Healthy immune system - the natural way
A few years ago I was visiting Bali in Indonesia, and happened to be waiting on a footpath to meet a friend. Right next to me, a street vendor was selling food. She had a little toddler, and gave him a corn cob she had just roasted. The little boy licked it and nibbled it a bit, then dropped it on the busy footpath. A street dog came up and sniffed it before the mother shooed the dog away. Eventually she realised her boy was not going to eat the corn cob, so she brushed it off with her hand, and put it back with the others to sell.
David Niven Miller.
To me, this boy looked healthy and active. Sure, in his circumstances he may have been exposed to a parasitic infection or more dangerous bacteria. But one thing he did have was a healthy immune system - developed through exposure to a good range of bacteria from the day he was born, through his infancy, through to his way of life that day.
New research (2) has just confirmed that some level of dirt is healthy, even essential for kids. Increasing exposure to germs helps develop the young immune system, so preventing allergies and immune-related diseases like asthma and colitis later in life.
Colds prevented with bacteria - study
Another study (1) looked at just one bacteria - Lactobacillus fermentum - and its effect on common cold prevention. People took a supplement of these bacteria twice a day had less than half the number of sick days as those in the study who took a placebo.
So far there's been little study of L. Fermentum, which is only one of numerous beneficial or probiotic bacteria. More and more, research is showing that probiotics in general are immune-system enhancers, protecting you from viruses, bacteria, fungi and allergies. The richest sources of probiotics are in traditional fermented foods, like kefir, sauerkraut, rejuvelac, kombucha, miso and tempeh.

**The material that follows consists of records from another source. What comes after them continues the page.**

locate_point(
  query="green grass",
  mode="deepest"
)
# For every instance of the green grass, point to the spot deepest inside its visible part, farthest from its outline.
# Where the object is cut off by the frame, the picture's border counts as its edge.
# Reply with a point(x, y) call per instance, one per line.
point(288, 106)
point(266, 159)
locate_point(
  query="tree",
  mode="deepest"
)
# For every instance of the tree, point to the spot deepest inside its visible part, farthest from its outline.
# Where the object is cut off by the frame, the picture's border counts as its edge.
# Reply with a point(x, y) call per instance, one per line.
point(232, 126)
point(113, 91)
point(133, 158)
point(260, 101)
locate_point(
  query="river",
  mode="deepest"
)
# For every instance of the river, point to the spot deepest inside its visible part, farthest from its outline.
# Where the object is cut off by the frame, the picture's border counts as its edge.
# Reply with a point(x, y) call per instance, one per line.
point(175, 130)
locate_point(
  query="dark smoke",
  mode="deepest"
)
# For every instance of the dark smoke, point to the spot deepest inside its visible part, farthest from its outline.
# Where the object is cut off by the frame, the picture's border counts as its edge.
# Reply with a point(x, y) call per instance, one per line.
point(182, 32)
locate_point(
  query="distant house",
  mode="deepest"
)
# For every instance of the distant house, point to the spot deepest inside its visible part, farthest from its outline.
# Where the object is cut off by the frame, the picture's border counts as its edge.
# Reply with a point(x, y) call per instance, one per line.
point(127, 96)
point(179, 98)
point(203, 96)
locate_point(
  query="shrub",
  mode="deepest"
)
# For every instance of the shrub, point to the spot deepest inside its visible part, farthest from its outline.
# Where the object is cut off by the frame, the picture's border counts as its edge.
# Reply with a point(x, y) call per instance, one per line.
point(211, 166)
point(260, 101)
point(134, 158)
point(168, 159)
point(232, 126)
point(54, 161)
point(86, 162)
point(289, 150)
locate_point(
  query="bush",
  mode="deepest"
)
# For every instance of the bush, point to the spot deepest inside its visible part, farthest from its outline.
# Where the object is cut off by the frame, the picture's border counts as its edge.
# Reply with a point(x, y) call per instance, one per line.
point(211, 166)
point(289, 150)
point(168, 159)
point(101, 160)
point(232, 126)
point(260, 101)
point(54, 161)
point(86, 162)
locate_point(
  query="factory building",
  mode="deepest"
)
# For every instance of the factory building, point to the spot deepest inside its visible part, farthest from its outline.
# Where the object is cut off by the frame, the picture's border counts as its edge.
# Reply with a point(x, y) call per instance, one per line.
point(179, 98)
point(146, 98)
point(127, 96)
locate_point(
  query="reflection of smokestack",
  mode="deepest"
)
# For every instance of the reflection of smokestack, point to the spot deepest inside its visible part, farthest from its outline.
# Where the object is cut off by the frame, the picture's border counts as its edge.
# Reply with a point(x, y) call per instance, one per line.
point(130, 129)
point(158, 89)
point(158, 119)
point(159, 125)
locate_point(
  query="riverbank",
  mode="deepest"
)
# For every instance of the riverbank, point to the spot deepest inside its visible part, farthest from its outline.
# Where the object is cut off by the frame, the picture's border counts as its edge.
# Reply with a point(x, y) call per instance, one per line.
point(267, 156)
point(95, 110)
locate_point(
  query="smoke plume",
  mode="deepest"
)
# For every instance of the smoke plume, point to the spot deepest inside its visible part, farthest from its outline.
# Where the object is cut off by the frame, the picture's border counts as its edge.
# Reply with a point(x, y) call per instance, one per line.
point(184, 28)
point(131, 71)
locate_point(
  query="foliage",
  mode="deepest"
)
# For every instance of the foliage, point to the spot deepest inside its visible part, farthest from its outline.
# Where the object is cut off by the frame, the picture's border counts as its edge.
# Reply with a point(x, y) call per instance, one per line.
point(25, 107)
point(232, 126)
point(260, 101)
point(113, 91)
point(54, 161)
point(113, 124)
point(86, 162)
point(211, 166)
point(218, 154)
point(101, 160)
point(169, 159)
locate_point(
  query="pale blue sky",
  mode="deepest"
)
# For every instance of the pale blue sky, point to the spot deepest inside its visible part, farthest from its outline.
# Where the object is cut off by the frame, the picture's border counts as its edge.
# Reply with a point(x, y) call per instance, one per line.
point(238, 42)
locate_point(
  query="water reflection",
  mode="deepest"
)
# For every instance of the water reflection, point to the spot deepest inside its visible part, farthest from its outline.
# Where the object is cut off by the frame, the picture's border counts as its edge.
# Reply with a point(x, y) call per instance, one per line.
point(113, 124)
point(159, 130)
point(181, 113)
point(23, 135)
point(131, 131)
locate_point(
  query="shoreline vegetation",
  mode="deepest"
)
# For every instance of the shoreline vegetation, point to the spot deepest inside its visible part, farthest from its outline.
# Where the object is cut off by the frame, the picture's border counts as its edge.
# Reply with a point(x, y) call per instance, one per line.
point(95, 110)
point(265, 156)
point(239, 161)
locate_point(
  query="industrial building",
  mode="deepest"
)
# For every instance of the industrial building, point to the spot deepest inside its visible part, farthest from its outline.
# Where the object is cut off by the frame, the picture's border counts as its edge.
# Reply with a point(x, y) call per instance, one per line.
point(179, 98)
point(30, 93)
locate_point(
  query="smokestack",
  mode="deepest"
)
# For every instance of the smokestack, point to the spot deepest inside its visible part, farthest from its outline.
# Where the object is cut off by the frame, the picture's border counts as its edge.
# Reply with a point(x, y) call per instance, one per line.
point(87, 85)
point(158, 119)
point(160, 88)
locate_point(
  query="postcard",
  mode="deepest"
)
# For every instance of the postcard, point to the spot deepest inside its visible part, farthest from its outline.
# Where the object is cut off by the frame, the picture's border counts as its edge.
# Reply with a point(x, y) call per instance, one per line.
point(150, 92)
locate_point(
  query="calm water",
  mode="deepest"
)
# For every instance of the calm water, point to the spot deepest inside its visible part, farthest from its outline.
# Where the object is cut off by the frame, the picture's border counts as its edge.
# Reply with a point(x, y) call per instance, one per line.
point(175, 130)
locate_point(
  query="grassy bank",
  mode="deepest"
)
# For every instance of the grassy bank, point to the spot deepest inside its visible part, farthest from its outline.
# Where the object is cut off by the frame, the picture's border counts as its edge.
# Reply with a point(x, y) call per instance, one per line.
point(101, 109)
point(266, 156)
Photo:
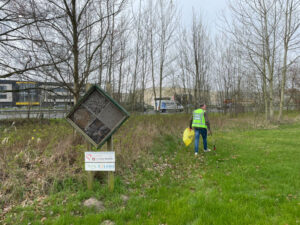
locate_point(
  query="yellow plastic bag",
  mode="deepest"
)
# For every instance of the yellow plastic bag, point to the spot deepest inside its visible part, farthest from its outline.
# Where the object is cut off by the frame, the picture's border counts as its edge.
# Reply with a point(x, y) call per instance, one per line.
point(188, 136)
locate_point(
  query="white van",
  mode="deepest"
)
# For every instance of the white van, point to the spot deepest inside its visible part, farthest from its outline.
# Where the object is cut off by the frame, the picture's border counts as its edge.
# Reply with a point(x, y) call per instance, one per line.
point(167, 106)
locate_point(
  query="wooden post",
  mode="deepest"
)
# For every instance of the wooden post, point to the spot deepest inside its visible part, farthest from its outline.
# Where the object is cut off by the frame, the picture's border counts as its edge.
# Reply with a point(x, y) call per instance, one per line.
point(111, 178)
point(90, 176)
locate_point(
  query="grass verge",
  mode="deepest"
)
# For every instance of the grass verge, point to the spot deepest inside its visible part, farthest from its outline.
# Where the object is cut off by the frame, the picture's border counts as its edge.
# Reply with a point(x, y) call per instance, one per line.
point(252, 178)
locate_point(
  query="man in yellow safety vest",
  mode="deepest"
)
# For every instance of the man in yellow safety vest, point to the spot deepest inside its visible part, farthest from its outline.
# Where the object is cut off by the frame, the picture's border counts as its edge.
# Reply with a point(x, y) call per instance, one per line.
point(200, 123)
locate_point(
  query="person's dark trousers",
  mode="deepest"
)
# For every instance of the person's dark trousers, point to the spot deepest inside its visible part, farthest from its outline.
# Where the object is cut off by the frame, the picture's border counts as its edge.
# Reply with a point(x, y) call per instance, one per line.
point(203, 132)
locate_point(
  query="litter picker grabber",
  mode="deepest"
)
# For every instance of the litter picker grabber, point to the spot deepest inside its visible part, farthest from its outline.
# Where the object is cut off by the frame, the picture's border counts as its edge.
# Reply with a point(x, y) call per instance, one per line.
point(214, 142)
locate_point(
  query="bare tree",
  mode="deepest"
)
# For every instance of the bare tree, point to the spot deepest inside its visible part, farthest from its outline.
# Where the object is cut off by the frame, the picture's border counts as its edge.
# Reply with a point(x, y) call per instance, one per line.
point(70, 38)
point(291, 24)
point(255, 28)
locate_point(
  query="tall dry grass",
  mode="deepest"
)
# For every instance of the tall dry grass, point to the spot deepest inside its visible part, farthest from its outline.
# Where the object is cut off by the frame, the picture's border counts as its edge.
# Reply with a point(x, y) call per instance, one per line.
point(39, 156)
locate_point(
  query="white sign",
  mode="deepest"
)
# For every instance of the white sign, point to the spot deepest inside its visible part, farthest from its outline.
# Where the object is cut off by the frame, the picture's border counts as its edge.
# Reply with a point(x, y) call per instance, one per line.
point(100, 166)
point(103, 157)
point(99, 161)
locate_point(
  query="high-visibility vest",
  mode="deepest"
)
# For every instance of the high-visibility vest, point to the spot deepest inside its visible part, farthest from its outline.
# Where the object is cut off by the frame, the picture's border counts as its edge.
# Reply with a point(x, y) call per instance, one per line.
point(199, 119)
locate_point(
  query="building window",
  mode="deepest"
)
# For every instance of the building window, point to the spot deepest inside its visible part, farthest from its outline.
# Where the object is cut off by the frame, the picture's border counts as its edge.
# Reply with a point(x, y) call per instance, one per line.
point(3, 88)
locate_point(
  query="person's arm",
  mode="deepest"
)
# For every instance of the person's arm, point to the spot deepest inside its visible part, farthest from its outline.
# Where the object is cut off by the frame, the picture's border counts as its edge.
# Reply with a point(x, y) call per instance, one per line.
point(207, 122)
point(191, 122)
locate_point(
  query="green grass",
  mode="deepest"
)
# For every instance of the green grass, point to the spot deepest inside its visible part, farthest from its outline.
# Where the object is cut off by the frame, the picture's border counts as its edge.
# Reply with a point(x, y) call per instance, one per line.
point(252, 178)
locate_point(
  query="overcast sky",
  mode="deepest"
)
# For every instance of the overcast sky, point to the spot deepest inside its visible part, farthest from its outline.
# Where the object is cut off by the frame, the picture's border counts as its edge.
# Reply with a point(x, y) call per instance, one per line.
point(209, 9)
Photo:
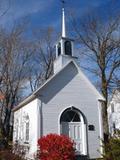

If you buy probiotic supplements, it may not always be clear which strain you are getting, or how much. You will only be getting one or a just couple of bacteria in a supplement. That's why it is so much better to get dozens or hundreds of different good bacteria from traditional fermented home-prepared foods.
Be aware that virtually all supermarket-sold foods are pasteurised, irradiated, or otherwise treated to kill all the live bacteria that they contain, including the good bacteria. For example, if you buy sauerkraut in a sealed jar, it has been pasteurised.
Centenarians have a different gut biome
Several studies show that centenarians display decreased susceptibility to ageing-associated illness, chronic inflammation and infectious disease. A study in 2021 (3) found that centenarians have a gut microbiome with high levels of microbes which generate special bile acids including iso-, 3-oxo-, allo-, 3-oxoallo-, and isoallo-lithocholic acid (LCA). The researchers found that the centenarian's faecal microbiota were high in Odoribacteraceae bacterial strains that produced these bile acids and other beneficial enzymes. One bile acid called isoallo-lithocholic acid (isoalloLCA) was considered particularly beneficial. They provided protection against gram-positive (but not gram-negative) multidrug-resistant pathogens such as Clostridioides difficile and Enterococcus faecium.
1. Cox, A. J. et al.
Oral administration of the probiotic Lactobacillus fermentum VRI-003 and mucosal immunity in endurance athletes.
British Journal of Sports Medicine 2008 Feb 13.
2. Torsten Olszak, Dingding An, Sebastian Zeissig, Miguel Pinilla Vera, Julia Richter, Andre Franke, Jonathan N. Glickman, Reiner Siebert, Rebecca M. Baron, Dennis L. Kasper, and Richard S. Blumberg. Microbial Exposure During Early Life Has Persistent Effects on Natural Killer T Cell Function. Science Published online 22 March 2012; DOI:10.1126/science.1219328
3. Sato Y., Atarashi K., Plichta D.R. et al. Novel bile acid biosynthetic pathways are enriched in the microbiome of centenarians. Nature (2021). doi.org/10.1038/s41586-021-03832-5. Published 29 July 2021.